We invert all 100 samples for which we have all the required elemental and isotopic measurements. To select successful runs, we employ two separate criteria. First, we select from 1 × 106 simulations those with reconstructed chemical compositions that fall within prescribed misfit ranges (the ‘iterate over samples’ approach in MEANDIR). The final value and uncertainty are then calculated as the median and interquartile range of all accepted simulations. For all ion data, we allow reconstructed value within 75–125% of the observations21. For δ34S and δ13C isotopes, we allow a maximum misfit of ±2‰ and a misfit smaller than or equal to 0.05 for F14C (ref. 21). Given these bounds, 41% of winter samples and 57% of summer samples produce successful simulations (Supplementary Text 5). Other samples have misfits that are greater than the acceptable limits (Supplementary Text 5 and Supplementary Fig. 3)21. Second, we follow previous approaches of inversion models38,65 and select the best 5% of simulations to calculate the inversion result from 1 × 104 simulations. This approach produces successful inversions for all samples. From all 5% of accepted simulations, we calculate minimum and maximum misfit values21.

In all figures we present data from the inversions that fit within the prescribed misfit bounds (those samples with successes under the iterate-over-samples approach). These results represent the most conservative treatment of the inversion because it requires successful iterations to reproduce the observations within some misfit bounds.

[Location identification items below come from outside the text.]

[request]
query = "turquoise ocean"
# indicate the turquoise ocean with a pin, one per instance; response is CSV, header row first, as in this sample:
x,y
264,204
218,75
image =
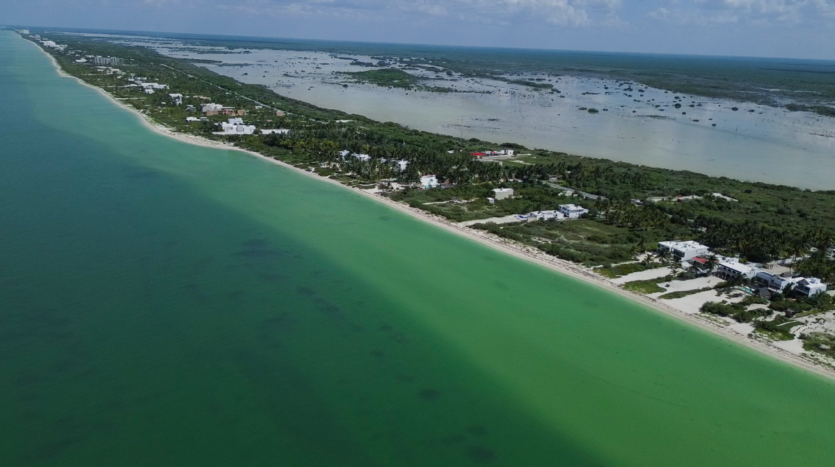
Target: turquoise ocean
x,y
163,304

In the supplement, we provide the MEANDIR model fractional output using the selection of the top 5% of simulations21 and an alternative to summary Fig. 4 (Extended Data Fig. 6) that includes the full sample set (samples with successes using the iterate-over-samples approach and the results from the iterate-over-endmembers approach for the remaining samples).

Model outputs and calculations

The fractional contribution from each endmember is expressed as the median value from all accepted simulations, which we convert to concentrations, to compare results from all sampling locations and different spatial scales. To estimate inorganic CO2 consumption and production, we calculate the concentration of CO2 (in μmol l–1) that is sequestered or released from weathering. For silicate weathering, the consumed CO2 concentration \({\left[{{{\mathrm{CO}}}}_{2}\right]}_{{{\mathrm{Sil}}}}\) is calculated by assuming that each charge-equivalent ion sequesters 0.5 mol CO2 (refs. 38,65), such that

$${\left[{{{\mathrm{CO}}}}_{2}\right]}_{{{\mathrm{Sil}}}}=-0.5\left(2[{{{\mathrm{Ca}}}}^{2+}]+2[{{{\mathrm{Mg}}}}^{2+}]+[{{{\mathrm{Na}}}}^{+}]\right)$$
(23)

For metamorphic CO2 release \({\left[{{{\mathrm{CO}}}}_{2}\right]}_{{{\mathrm{Meta}}}}\), every charge equivalent of metamorphic DIC \(\left({\left[{{\mathrm{DIC}}}\right]}_{{{\mathrm{Meta}}}}\right)\) acts as a source for one mol CO2 to the atmosphere.

$${\left[{{{\mathrm{CO}}}}_{2}\right]}_{{{\mathrm{Meta}}}}={\left[{{\mathrm{DIC}}}\right]}_{{{\mathrm{Meta}}}}$$
(24)

For pyrite oxidation \({\left[{{{\mathrm{CO}}}}_{2}\right]}_{{{\mathrm{Pyr}}}}\), we consider each charge equivalent of SO42− as a source of 0.5 mol CO2 because of the alkalinity consumption by sulfuric acid.

$${\left[{{{\mathrm{CO}}}}_{2}\right]}_{{{\mathrm{Pyr}}}}=0.5\left(2\left[{\mathrm{S}}{{\mathrm{O}}}_{4}^{2-}\right]\right)$$
(25)

We do not include K+ in our unmixing model or calculations because its inclusion reduces the number of successful runs in the MEANDIR model by more than 50% without substantially affecting the estimates of weathering and carbon sources.

Where discharge measurements were available from the regional hydrologic authorities21, we divided these measurements by the upstream drainage area to calculate run-off and converted the CO2 concentrations into fluxes, expressed in tons of carbon (tC km–2 yr–1) (ref. 21). Daily discharge estimates were averaged over the two summer (July–August) or winter (March–April) months during which we sampled.